So, a lot of the dialogue has pivoted consciously away from ‘we just need to get more women here’ and it is pivoted toward ‘how do we make this a really awesome place to be a female’? One of the things that they’ve done stylistically is brought the awareness of individual females who they themselves have a unique story, or something that’s interesting going on at a more internally publicised level.
For example, highlighting where someone may have done something very interesting outside of work. We all read these stories every day of where someone has achieved something that’s just remarkable, and it’s somewhat inspiring. Maybe enough to invoke you to do something, but we’ve done a very aggressive job of focusing on female leaders.
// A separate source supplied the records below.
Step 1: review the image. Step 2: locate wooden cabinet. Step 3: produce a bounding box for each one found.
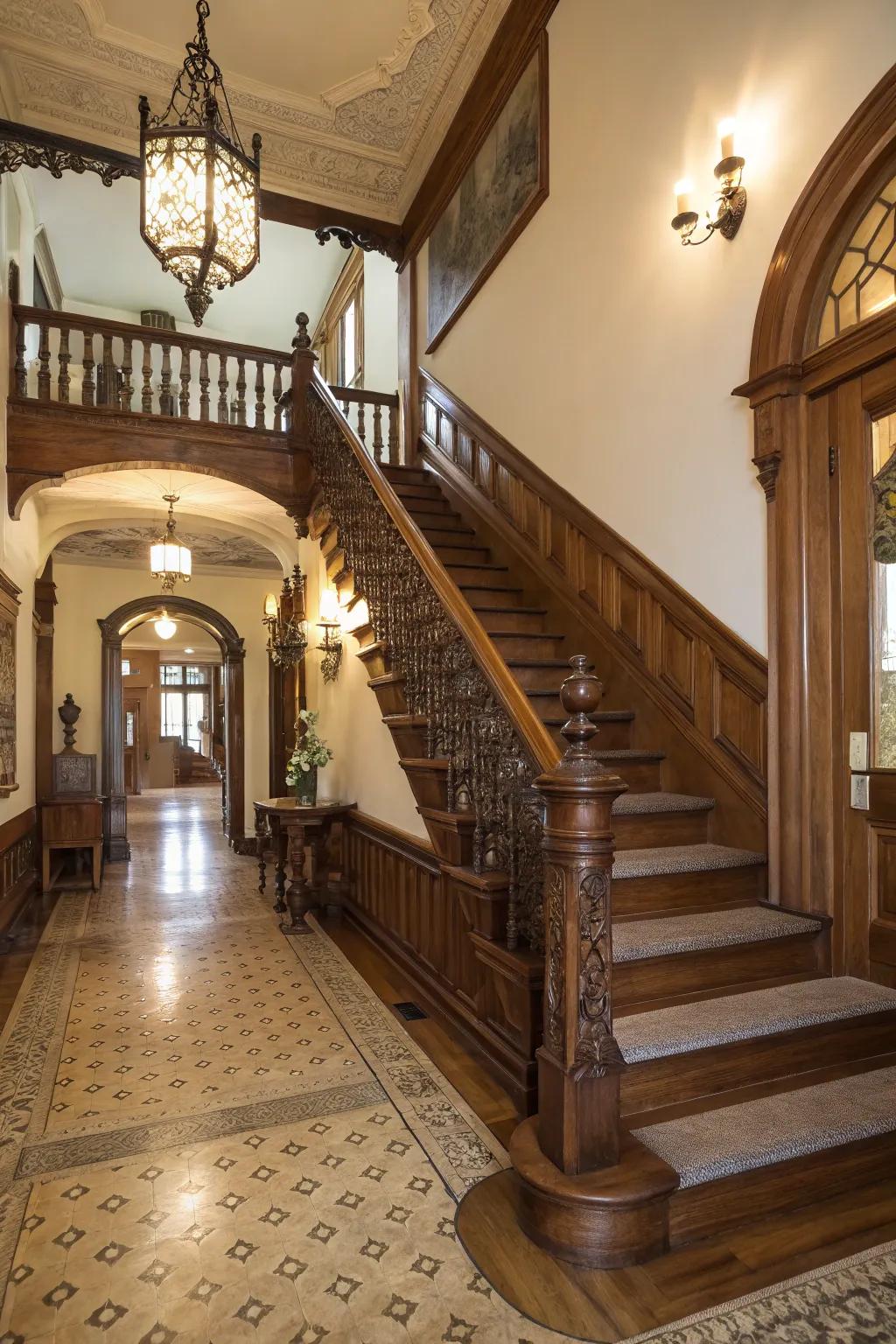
[40,797,102,891]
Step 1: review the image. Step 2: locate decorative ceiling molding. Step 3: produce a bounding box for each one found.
[0,0,509,221]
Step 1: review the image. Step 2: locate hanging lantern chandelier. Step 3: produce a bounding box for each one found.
[140,0,262,326]
[149,494,193,592]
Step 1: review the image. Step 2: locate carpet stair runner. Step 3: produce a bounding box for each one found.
[314,466,896,1243]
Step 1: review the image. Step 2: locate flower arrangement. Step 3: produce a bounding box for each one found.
[286,710,333,801]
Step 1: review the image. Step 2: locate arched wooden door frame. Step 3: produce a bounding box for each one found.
[97,592,246,860]
[735,66,896,975]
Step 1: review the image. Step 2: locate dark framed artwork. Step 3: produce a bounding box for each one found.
[0,570,22,798]
[426,32,548,355]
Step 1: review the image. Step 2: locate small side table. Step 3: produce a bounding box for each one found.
[40,793,102,891]
[256,798,357,933]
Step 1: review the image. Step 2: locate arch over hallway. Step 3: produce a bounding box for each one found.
[97,592,246,860]
[735,66,896,975]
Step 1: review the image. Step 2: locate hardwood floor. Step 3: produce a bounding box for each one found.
[321,915,896,1341]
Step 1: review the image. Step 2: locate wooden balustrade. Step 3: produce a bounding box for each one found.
[331,386,400,466]
[10,305,292,433]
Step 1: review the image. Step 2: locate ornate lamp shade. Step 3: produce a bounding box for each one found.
[149,494,193,592]
[140,0,262,326]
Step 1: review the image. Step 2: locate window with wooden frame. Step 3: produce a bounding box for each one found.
[312,248,364,387]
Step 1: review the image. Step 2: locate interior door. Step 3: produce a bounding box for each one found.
[830,359,896,984]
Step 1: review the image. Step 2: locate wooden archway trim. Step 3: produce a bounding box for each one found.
[97,592,246,859]
[738,66,896,393]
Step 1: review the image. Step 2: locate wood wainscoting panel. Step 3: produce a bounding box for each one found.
[0,808,39,948]
[417,368,768,828]
[341,812,535,1113]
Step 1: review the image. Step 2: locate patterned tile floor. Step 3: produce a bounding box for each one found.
[0,789,892,1344]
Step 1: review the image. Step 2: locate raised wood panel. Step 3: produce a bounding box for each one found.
[419,369,768,825]
[657,605,697,714]
[712,659,766,780]
[610,564,645,657]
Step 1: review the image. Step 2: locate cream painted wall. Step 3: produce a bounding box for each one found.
[0,173,39,825]
[417,0,896,652]
[53,564,270,835]
[301,542,426,838]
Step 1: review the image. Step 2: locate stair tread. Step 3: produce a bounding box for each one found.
[612,908,821,962]
[612,838,766,882]
[633,1066,896,1189]
[614,976,896,1065]
[612,790,716,816]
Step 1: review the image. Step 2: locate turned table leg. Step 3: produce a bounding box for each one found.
[256,808,268,891]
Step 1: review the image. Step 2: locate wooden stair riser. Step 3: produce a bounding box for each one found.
[492,632,565,659]
[417,808,475,868]
[612,801,712,850]
[369,672,407,718]
[402,757,447,812]
[472,602,547,634]
[669,1133,896,1247]
[622,1012,896,1126]
[612,865,766,920]
[612,935,826,1008]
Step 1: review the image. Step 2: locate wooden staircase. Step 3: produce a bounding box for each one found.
[312,466,896,1264]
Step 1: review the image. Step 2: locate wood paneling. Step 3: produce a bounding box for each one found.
[419,369,768,821]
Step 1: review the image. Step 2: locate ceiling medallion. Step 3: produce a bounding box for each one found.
[140,0,262,326]
[149,494,193,592]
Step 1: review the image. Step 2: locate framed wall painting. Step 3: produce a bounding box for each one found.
[426,32,548,355]
[0,570,22,798]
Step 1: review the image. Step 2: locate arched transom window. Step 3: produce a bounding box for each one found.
[818,167,896,346]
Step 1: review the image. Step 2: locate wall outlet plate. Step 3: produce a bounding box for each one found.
[849,732,868,770]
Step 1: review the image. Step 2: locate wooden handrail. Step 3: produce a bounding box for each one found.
[12,304,293,367]
[312,369,560,772]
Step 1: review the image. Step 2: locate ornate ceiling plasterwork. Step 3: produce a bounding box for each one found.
[0,0,509,221]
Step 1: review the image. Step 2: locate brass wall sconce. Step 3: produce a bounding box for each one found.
[262,564,308,668]
[672,117,747,248]
[317,587,342,682]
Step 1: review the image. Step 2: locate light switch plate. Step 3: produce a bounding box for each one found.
[850,774,869,812]
[849,732,868,770]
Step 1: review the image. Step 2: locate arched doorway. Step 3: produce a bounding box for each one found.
[98,592,246,860]
[738,67,896,978]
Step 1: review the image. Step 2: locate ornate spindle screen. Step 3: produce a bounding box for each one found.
[308,384,544,948]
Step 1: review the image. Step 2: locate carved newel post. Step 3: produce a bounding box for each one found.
[510,654,677,1266]
[535,654,626,1174]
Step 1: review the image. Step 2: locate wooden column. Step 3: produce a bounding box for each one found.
[98,621,130,860]
[33,557,56,802]
[510,654,677,1266]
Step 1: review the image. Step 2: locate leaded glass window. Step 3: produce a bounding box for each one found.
[818,178,896,346]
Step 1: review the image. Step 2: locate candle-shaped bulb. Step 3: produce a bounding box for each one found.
[718,117,738,158]
[675,178,693,215]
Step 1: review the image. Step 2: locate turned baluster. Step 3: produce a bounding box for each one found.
[140,336,151,416]
[388,406,399,466]
[38,323,50,402]
[273,363,284,430]
[121,336,135,411]
[80,328,97,406]
[15,318,28,396]
[56,326,71,402]
[236,355,246,424]
[374,402,383,462]
[180,346,192,419]
[218,355,230,424]
[158,340,175,416]
[199,349,208,421]
[256,359,264,429]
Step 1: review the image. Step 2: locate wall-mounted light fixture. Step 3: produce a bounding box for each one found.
[317,587,342,682]
[672,117,747,248]
[262,564,308,668]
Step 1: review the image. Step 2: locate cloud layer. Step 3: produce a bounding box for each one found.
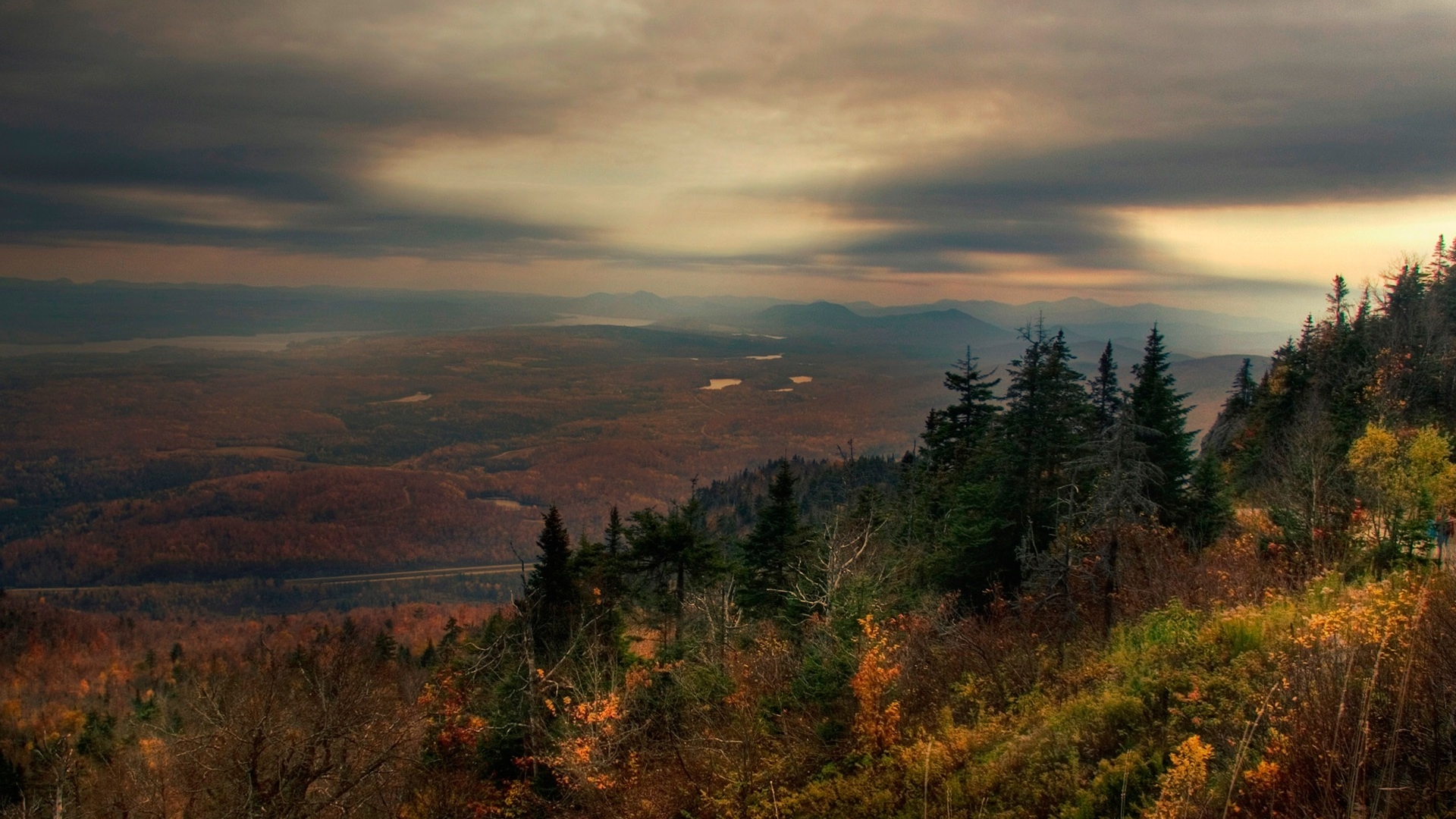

And through that process, we brought awareness of female leaders in other offices that we may not normally interact with. It’s gotten really almost to a fun point where there’ll be posters around our office of other leaders, and you start to feel like you get to know these individuals without ever really working with them.
And they’re not necessarily the leader. We’re also picking the new 23-year-old that just joined our Berlin office. And as you read about what’s interesting to her, or how she may have certain aspects of what she does in her day-to-day job that are superlative, it builds this sense of… I think there’s a subconscious sense of wow!
Women are doing great things here and it’s a great place for women to be. And to me, it’s inspiring. I believe if I were a younger female, who was questioning if it’s the right environment, I believe it’s highly inspiring.
I’ll share, if you ever want to go look, I think this is so much fun. For the International Women’s Day last year, they developed a campaign of “What is My Super Power?” and it was a cute way to come back and just describe what aspect that individual valued. But they took images of different women at all levels of career and dressed them up like superheroes and let them tell the story in that way.
https://www.oliverwyman.com/our-culture/inclusion-diversity/women-at-oliver-wyman.html
The reason I share this detail with you, is it feels so much less about we need to get to our numbers. It feels so much more about we’re celebrating individuals, who by the way are females of all levels, and isn’t it amazing what they’re doing!
But the story isn’t about ‘as a woman I did this’, the story is about ‘as an individual at Oliver Wyman I did this’. It’s a neat way that they brought a lot of attention to how people can be successful, and they’re subconsciously bringing out how females are making a career at Oliver Wyman, a great place to work for themselves and for others.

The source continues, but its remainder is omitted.